Contexte d'intervention

Paupérisation croissante de la population depuis les années 60


Madagascar fait face à une misère grandissante   dans  un   contexte de crises économiques et politiques chroniques. Depuis l’indépendance de Madagascar en 1960, la croissance économique est  en retard  sur la  croissance  de la  population  et,  par  conséquent, la pauvreté a grandi de manière pratiquement constante.
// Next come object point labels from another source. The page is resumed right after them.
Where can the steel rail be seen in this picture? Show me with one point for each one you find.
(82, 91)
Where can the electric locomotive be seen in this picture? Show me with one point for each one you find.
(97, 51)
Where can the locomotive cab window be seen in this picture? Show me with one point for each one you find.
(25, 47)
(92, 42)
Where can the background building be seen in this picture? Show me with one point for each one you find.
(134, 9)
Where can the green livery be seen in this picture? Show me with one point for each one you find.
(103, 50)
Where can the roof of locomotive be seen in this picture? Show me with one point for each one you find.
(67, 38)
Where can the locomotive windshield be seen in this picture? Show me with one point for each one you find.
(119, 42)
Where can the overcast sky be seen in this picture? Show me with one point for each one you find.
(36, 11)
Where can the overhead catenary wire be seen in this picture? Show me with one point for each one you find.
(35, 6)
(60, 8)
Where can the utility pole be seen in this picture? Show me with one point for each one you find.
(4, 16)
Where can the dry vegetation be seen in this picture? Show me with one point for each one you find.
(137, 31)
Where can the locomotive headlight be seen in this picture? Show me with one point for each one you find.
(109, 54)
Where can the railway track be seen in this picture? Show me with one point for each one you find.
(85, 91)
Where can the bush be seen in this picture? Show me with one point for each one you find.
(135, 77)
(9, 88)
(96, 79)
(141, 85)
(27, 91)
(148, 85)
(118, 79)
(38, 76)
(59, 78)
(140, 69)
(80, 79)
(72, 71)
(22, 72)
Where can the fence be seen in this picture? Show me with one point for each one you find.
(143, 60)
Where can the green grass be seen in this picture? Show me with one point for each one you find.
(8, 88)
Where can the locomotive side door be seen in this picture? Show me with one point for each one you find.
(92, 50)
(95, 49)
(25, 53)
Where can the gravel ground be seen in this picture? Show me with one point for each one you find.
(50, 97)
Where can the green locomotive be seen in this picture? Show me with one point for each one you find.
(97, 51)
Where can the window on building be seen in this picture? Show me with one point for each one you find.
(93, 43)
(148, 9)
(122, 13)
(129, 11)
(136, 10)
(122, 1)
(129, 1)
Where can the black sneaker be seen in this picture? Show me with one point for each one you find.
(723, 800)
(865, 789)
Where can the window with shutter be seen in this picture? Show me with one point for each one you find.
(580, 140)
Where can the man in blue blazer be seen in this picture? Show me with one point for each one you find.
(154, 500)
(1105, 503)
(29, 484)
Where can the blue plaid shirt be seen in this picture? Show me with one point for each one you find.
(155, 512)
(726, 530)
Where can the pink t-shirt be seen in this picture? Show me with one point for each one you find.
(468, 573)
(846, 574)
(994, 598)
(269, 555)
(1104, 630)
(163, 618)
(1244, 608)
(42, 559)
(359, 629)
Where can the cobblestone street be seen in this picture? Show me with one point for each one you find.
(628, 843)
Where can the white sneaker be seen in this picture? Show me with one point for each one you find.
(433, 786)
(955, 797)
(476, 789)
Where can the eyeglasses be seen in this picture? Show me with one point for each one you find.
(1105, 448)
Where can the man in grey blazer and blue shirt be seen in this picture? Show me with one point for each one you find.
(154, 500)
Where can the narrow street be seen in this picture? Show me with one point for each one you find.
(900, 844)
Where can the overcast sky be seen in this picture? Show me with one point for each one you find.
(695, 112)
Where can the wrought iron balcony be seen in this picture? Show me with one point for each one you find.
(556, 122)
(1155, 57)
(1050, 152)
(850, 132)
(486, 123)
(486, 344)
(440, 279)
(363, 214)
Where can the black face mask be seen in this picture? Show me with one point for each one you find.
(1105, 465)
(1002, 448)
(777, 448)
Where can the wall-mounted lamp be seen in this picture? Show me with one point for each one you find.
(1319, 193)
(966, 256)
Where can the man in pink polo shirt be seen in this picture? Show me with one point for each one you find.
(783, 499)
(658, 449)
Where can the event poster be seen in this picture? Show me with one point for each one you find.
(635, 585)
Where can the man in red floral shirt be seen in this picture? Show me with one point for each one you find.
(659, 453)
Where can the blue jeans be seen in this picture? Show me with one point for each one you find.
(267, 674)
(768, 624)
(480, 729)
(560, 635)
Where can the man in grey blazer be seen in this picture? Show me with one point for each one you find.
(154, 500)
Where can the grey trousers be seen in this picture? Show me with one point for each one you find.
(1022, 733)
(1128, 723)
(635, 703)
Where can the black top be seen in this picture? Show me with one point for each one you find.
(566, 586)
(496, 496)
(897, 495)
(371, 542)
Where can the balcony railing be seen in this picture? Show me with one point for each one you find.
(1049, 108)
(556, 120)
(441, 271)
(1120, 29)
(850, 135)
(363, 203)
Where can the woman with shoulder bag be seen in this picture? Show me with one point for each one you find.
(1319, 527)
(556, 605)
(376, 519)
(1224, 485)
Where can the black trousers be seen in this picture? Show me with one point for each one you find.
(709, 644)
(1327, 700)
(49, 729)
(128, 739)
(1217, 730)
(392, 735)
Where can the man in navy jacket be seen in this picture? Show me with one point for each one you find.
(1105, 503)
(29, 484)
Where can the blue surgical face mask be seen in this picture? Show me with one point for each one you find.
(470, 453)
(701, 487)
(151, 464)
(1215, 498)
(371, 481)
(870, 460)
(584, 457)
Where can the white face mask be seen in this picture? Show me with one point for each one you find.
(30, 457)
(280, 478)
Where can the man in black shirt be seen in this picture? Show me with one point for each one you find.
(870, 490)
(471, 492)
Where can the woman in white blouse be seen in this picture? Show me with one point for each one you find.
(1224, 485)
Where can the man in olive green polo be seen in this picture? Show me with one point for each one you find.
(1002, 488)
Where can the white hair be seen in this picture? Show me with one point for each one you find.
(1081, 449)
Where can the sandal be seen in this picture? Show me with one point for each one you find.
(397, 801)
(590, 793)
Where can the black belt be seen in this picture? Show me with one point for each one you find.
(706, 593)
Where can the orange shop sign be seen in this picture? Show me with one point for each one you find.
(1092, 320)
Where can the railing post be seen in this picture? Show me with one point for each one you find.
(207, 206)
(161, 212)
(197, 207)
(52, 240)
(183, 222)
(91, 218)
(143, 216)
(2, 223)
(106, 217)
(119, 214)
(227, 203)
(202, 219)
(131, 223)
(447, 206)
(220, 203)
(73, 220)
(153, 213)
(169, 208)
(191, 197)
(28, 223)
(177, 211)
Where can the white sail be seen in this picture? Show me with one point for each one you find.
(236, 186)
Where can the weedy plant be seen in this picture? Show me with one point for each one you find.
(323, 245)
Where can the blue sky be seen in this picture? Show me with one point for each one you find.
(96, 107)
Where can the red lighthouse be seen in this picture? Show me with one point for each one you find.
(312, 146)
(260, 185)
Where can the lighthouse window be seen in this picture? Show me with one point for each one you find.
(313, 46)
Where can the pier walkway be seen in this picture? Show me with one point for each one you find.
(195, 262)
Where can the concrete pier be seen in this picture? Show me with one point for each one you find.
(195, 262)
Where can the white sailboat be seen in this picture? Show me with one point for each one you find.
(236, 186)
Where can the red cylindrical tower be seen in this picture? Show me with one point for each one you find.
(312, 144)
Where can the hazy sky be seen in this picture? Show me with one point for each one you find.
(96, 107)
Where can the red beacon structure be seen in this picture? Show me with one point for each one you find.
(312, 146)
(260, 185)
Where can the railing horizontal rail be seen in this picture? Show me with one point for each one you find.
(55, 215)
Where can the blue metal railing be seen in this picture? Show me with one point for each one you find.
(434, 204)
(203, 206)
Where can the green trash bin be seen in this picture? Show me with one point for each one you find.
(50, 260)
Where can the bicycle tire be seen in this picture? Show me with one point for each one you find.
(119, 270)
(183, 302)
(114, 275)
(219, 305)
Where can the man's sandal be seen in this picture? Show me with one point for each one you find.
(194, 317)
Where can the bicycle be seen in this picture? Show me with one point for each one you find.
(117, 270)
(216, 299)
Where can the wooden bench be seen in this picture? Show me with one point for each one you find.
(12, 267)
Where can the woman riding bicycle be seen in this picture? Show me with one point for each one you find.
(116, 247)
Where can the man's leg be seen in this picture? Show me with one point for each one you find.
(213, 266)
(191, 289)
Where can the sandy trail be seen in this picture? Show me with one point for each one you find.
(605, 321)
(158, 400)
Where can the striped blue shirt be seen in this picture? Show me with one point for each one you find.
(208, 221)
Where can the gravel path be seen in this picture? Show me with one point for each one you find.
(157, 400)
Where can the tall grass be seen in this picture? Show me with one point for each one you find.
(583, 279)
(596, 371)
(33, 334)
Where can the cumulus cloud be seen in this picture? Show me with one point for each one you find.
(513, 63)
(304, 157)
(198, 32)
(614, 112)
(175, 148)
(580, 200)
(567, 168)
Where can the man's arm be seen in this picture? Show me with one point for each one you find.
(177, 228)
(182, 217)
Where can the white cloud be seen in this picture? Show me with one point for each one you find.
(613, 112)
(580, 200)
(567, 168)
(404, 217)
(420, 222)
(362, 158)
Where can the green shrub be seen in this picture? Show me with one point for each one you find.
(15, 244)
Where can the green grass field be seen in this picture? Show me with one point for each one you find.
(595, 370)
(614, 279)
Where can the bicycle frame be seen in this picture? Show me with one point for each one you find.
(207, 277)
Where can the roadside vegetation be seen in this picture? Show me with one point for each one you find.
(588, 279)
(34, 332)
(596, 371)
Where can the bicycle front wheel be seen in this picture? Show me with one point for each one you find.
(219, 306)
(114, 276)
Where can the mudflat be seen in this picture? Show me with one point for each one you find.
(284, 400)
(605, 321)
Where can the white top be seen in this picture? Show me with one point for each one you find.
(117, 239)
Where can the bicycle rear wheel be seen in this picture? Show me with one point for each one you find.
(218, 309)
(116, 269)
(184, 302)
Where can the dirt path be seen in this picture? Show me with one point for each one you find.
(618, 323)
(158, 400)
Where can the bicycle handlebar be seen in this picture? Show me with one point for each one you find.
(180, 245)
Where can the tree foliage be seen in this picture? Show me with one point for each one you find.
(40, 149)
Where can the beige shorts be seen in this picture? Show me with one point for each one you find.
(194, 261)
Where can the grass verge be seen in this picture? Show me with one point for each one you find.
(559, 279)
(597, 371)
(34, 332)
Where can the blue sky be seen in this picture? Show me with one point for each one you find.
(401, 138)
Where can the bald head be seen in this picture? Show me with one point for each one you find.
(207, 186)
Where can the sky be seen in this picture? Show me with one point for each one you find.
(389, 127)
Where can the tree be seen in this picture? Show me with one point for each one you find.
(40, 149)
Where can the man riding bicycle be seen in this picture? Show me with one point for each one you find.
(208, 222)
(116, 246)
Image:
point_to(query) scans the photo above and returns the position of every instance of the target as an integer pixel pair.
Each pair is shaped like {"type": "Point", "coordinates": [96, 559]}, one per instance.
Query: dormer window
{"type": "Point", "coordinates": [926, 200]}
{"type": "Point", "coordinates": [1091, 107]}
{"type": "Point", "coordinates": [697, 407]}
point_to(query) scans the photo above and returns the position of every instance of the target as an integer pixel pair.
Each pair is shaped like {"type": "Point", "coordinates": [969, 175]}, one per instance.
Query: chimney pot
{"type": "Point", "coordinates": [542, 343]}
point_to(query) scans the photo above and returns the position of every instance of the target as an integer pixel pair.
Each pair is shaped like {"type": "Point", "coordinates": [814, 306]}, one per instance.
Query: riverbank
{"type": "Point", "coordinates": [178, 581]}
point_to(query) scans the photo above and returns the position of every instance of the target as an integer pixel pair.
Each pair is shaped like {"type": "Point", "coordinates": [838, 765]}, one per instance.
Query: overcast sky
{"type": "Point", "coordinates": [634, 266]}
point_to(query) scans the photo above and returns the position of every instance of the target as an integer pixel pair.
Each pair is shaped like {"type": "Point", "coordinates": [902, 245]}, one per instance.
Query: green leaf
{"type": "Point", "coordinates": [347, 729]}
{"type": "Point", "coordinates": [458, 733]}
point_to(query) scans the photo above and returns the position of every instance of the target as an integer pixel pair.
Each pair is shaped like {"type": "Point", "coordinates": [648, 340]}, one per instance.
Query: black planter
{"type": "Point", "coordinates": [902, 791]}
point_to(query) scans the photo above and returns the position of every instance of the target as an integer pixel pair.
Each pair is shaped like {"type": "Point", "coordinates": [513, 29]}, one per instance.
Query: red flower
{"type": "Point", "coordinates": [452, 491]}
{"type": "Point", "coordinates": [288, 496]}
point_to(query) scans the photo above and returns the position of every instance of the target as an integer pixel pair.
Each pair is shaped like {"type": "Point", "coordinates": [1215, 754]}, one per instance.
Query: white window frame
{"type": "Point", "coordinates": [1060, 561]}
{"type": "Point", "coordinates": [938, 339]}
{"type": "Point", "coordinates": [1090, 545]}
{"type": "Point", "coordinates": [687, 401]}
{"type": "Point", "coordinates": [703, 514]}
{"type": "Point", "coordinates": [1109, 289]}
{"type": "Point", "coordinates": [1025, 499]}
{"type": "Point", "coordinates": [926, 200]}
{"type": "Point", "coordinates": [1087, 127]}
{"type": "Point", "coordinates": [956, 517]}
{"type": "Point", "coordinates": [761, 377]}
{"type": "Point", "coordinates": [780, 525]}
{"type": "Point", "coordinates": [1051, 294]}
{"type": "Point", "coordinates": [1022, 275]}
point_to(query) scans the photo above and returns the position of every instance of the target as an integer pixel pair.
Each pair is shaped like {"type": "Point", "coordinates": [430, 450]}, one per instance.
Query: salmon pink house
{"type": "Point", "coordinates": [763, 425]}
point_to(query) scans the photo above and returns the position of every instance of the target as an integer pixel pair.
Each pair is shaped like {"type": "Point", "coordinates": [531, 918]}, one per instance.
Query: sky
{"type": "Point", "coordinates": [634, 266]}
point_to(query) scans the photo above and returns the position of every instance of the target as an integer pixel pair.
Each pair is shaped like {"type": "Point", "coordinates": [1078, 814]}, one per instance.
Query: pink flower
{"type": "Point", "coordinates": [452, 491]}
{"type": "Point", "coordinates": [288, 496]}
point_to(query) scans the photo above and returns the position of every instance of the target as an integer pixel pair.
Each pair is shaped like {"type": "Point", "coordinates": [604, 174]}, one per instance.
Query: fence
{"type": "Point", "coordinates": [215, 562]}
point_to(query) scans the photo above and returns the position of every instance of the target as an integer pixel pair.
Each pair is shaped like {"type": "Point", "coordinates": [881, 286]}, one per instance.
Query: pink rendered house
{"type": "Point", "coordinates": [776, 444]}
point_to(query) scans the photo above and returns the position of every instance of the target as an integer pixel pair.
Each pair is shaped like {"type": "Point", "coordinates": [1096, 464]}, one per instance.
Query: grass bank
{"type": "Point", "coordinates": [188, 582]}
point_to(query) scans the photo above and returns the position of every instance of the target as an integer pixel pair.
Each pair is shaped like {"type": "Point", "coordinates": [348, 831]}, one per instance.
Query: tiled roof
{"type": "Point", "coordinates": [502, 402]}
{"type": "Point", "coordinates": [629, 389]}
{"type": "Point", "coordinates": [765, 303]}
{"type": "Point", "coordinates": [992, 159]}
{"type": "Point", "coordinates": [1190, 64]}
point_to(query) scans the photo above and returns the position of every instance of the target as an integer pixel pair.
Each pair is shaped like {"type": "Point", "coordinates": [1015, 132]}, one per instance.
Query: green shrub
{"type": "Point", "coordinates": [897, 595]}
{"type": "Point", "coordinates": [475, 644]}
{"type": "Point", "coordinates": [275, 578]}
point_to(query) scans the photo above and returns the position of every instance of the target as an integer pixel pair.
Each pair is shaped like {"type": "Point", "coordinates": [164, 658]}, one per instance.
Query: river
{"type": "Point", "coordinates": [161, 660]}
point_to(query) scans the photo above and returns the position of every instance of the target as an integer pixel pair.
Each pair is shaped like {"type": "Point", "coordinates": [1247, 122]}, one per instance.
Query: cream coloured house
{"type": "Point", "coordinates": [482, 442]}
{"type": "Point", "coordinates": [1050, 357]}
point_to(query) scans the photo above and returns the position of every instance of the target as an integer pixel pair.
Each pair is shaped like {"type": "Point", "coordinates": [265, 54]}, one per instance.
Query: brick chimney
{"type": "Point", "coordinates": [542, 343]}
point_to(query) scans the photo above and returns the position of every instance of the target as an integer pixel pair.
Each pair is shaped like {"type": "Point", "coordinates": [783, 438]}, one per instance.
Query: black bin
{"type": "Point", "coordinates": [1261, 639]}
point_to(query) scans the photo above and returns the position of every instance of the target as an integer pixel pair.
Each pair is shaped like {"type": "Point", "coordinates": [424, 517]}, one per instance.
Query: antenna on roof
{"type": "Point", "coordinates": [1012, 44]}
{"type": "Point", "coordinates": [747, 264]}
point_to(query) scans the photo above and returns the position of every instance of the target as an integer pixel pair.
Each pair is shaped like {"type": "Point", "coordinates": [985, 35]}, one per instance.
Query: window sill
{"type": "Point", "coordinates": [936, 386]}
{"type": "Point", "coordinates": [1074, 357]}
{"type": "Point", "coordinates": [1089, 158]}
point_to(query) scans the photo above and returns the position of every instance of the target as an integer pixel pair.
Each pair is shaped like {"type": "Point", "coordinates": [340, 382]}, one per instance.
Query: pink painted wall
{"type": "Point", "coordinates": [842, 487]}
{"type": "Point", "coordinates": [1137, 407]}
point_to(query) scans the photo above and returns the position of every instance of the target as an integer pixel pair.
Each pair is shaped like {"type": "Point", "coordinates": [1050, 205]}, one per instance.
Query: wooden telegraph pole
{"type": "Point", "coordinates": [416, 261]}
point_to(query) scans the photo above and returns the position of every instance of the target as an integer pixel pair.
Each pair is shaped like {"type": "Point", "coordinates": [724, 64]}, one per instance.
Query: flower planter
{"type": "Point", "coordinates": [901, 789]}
Les régions Haute Matsiatra (Fianarantsoa) et Amoron’i Mania (Ambositra) figurent parmi les plus pauvres de Madagascar. Dans ces régions, selon une étude de la Banque Mondiale, la population vivant au-dessous du seuil de pauvreté atteint une proportion très élevée (87,5%) avec une forte intensité de pauvreté aiguë (41,5%).


Les enfants, premières victimes du cercle vicieux de la pauvreté


Le système éducatif malgache est  lourdement affecté par la  situation économique et politique du pays ainsi que par les catastrophes naturelles. Bon nombre d’enfants ne sont  pas  scolarisés  ou connaissent  une  scolarisation  irrégulière en  raison  de  la fatigue due à la malnutrition, l’absentéisme dû aux maladies ou encore le long trajet à pieds pour rejoindre les écoles. Le non enregistrement des enfants à la naissance constitue également une cause de non scolarisation des enfants.


Analphabétisme et pauvreté fortement corrélés


Comme dans la plupart des pays en développement, la plus ou moins grande pauvreté économique des ménages apparaît comme un déterminant fort de la fréquentation scolaire.  A  Madagascar,  les  taux de  scolarisation sont  en effet  fortement corrélés  au niveau de pauvreté ou de richesse économique des ménages dans lesquels résident les enfants. Ce lien entre pauvreté et éducation se traduit par un taux d’analphabétisme des plus de 15 ans qui atteint des sommets sur ces régions, avec plus de 69,6% d’analphabètes.


Un environnement en grand danger


Parallèlement, l’environnement à Madagascar continue de se dégrader depuis des décennies. Confrontés à une pauvreté aigüe, les paysans se retrouvent dans l’incapacité de prévoir à long terme et adoptent les déforestations intempestives comme stratégie de survie. Cette déforestation laisse derrière elle des sols nus et fragiles. L’érosion qui s’ensuit est extrêmement importante et entraîne une forte dégradation des terres. La croissance démographique constitue un facteur d’aggravation sérieux pour la situation de l’environnement. En effet, le niveau de pauvreté de la population contraint les habitants à avoir recours aux ressources naturelles de façon destructrice en privilégiant le court terme au détriment d’une utilisation rationnelle qui revêt un caractère durable. De surcroit, en zones rurales, les familles utilisent encore peu les latrines et préfèrent se rendre dans la nature environnante. La proximité des eaux usées et des points d’eau utilisés par les familles provoque d’énormes problèmes de santé publique.


Des conséquences tragiques et transversales à l’ensemble des activités

Les liens étroits entre pauvreté, éducation et déforestation entrainent des conséquences tragiques et transversales à l’ensemble des activités : désintérêt pour  l’éducation de  leurs enfants,  faible  capacité à  entreprendre et  faible conscience environnementale.